If you started out to have an ST1300 engine rebuilt - I’d bet
my hat that the bill would hit $4-6K without any problem and a fair bit more if you had the shop do the R&R on the engine
and they did the job properly without damaging anything. My engine work was done by an excellent shop in London, Ontario called WolfeWorx and they did a superb job including vapour blasting the engine cases (that added maybe $250). Even if you did all the work yourself (except the machine shop stuff) I’ll bet it would still cost upwards of $2K in parts, depending on whether you needed new pistons etc. and it would be quite a task to NOT mess it up IMO. There are a zillion seals, gaskets, hoses, thingamajigs, doo-hickeys and watchamacallits that you will replace while you are in there - and they add up quickly.
When I priced having a Honda shop replace my clutch slave cylinder a couple of years ago, they wanted nearly $1800 for the job - most of which was labour to remove and reinstall the danged engine. The parts were quite a bit less than $100 (around $60-75 if I recall correctly). As we now know, the slave cylinder can fairly easily be replaced
WITHOUT removing the engine - so that would have been a goodly sum (around $15-1700)

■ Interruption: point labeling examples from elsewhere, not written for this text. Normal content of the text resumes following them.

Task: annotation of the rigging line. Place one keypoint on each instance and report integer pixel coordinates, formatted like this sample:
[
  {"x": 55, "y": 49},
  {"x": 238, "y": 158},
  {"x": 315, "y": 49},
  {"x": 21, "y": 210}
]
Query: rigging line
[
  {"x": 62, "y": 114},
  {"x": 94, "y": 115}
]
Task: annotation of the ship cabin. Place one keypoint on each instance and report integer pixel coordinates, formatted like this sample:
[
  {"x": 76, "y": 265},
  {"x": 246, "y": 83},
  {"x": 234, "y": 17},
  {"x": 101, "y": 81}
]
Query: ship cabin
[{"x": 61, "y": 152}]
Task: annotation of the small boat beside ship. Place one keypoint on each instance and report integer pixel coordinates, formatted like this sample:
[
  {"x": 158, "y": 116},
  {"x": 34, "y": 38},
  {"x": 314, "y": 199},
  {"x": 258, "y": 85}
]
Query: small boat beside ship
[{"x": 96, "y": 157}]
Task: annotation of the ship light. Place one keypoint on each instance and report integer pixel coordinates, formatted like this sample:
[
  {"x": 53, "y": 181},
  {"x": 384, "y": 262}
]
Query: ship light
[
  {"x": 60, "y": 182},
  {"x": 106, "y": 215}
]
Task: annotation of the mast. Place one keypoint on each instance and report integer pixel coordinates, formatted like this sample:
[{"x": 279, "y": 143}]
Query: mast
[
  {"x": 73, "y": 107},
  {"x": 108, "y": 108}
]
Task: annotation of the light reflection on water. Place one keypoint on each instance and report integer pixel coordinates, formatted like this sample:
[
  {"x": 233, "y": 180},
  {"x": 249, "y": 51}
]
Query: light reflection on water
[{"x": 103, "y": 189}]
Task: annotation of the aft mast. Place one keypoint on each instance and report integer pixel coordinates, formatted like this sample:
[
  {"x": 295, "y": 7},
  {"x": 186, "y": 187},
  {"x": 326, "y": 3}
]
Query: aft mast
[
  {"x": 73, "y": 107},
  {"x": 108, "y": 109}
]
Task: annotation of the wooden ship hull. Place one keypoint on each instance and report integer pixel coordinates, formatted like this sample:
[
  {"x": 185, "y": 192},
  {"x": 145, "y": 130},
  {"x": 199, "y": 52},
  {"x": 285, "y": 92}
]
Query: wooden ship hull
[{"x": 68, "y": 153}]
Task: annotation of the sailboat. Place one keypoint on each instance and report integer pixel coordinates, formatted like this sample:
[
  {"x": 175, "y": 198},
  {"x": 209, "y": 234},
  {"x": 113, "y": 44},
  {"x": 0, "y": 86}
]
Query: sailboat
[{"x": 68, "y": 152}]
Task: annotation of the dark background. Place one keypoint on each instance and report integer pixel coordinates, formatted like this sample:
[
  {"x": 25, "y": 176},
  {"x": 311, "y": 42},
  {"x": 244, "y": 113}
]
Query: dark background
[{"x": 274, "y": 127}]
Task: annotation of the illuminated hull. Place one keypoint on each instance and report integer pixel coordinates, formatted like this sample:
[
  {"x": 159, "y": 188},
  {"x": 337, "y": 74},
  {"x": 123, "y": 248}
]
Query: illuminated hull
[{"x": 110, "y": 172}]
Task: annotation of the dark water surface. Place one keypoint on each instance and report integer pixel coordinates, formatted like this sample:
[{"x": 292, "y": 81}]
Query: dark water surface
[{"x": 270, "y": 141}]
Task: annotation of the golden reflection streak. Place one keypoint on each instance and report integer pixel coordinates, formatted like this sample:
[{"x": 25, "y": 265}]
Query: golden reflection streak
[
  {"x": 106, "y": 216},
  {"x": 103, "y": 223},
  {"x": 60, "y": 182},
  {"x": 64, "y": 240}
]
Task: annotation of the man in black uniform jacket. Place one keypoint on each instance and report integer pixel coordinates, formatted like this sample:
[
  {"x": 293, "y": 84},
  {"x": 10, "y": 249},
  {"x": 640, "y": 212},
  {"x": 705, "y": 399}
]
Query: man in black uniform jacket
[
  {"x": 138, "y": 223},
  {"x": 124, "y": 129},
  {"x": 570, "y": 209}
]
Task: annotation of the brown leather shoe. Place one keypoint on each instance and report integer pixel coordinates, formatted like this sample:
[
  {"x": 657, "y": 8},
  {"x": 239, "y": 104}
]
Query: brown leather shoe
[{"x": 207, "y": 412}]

wasted - to say nothing of the fact that getting the ST engine out and then back in without damaging anything would be...a challenge.
Anyhow - even if it ever became necessary, I sincerely doubt that there is any case in which rebuilding an ST1300 engine would ever make sense except as a very challenging and interestingly hobby project.
...just my $0.02 (which is around $14.37 CDN at the present rate of exchange).